「ヒューゴの不思議な発明」見たよ


1930年代のフランス・パリ。父を火事で亡くし、パリ駅の時計台に隠れて暮らす少年・ヒューゴ(エイサ・バター・フィールド)にとっての唯一の友達は、父が遺した壊れたままの“機械人形”だった。その秘密を探るうちに、ヒューゴは機会人形の修理に必要なハート型の鍵を持った少女・イザベル(クロエ・グレース・モレッツ)と、過去の夢を捨ててしまった老人・ジョルジュ(ベン・キングスレー)に出会う。機械人形には、それぞれの人生と世界の運命を変えてしまう秘密のメッセージが隠されていることを知るヒューゴ。いま、ヒューゴの世界を修理するための冒険が始まる――。

『ヒューゴの不思議な発明』作品情報 | cinemacafe.net

TOHOシネマズ宇都宮で観てきました。


傑作であることはうたがいようがない作品でしたが、思っていたほど揺さぶられるシーンもなくて少々拍子抜けしたというのが率直な感想でした。

予告が素晴らし過ぎて期待が高まり過ぎたのか、もしくは仕事上がりでちょっと眠かったのがよくなかったのかも知れません。映像の美しさと魅力的な登場人物には傑作のにおいを感じましたが、ストーリーはバラバラと散らばっていた印象を受けたし作品全体としては期待していたほど楽しめませんでした。
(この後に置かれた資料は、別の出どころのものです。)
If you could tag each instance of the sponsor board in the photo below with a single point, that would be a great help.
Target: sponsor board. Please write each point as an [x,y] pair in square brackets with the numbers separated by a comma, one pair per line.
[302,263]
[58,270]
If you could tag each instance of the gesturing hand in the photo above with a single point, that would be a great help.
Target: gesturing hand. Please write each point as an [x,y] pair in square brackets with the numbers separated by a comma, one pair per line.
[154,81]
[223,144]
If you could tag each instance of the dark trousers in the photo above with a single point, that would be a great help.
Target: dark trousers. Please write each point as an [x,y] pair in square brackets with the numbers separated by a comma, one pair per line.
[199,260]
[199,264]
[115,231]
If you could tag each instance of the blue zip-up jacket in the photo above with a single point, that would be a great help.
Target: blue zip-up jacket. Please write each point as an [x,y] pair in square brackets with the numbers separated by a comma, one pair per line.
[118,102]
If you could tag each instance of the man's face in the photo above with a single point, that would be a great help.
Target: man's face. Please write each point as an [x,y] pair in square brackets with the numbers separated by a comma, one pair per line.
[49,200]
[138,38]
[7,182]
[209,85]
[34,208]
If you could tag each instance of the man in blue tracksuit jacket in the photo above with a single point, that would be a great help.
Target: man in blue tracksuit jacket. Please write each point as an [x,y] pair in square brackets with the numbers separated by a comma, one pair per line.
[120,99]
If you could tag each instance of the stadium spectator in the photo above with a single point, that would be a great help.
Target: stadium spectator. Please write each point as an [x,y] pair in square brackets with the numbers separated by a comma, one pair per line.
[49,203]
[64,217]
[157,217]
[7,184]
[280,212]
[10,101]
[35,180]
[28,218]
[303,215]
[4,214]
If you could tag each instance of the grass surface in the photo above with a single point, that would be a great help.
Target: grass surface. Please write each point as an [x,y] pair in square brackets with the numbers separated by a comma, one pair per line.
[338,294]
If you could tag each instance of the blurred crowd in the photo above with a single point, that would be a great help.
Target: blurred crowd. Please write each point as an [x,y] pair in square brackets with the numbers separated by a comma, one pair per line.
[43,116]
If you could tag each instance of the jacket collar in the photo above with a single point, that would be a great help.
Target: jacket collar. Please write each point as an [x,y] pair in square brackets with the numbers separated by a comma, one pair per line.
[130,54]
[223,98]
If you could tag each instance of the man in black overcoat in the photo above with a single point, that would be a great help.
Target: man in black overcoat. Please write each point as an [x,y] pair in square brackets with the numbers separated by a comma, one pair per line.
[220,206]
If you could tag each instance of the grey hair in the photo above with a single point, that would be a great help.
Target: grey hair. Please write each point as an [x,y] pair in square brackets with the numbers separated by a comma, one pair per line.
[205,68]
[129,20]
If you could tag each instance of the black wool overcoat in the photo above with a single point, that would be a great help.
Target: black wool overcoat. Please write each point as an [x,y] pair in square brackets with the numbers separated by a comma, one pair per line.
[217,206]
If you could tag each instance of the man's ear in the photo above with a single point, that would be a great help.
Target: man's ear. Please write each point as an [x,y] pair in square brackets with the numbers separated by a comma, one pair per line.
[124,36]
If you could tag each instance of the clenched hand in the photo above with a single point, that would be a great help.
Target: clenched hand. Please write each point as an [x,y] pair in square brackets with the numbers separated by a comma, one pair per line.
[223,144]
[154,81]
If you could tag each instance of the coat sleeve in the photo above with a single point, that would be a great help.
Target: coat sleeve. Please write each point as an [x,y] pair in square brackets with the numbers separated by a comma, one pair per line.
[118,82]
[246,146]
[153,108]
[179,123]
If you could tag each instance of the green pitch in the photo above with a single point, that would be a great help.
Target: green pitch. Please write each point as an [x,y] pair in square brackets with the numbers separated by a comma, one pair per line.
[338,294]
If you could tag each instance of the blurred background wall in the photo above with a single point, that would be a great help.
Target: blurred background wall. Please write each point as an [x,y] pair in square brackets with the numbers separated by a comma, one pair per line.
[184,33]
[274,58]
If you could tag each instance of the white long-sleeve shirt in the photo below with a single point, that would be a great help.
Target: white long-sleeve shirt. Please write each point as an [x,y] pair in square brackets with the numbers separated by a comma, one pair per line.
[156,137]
思うに、作品に対する期待値が高過ぎたのかなとは思うんですよね...。予告なんかほんとすばらしかったですもん。

先が読めないし気になるストーリー(悪く言えばとりとめのないお話と言い換えることも出来ますが)は常に次の展開への期待を煽ってくれたし、観る人を惹きつけてやまない美しい映像はこれが実写であることを忘れそうになるほどすばらしかったです。


ですが、一方では観ていてもまったく心が動かない部分も多くて、例えば亡き父が残した機械仕掛けの人形の意味や意図を探ろうというところはいっさい惹かれなかったんですよね。じゃあ亡き父の形見から声なき声を見つけようとするとシチュエーションに興味がないのかというとそんなことはなくて、先日観たばかりの「ものすごくうるさいけど、ありえないほど近い」もとても似た状況で物語がつづられるのですがそちらはすごくグッときたし、感情が揺さぶられたんですよね。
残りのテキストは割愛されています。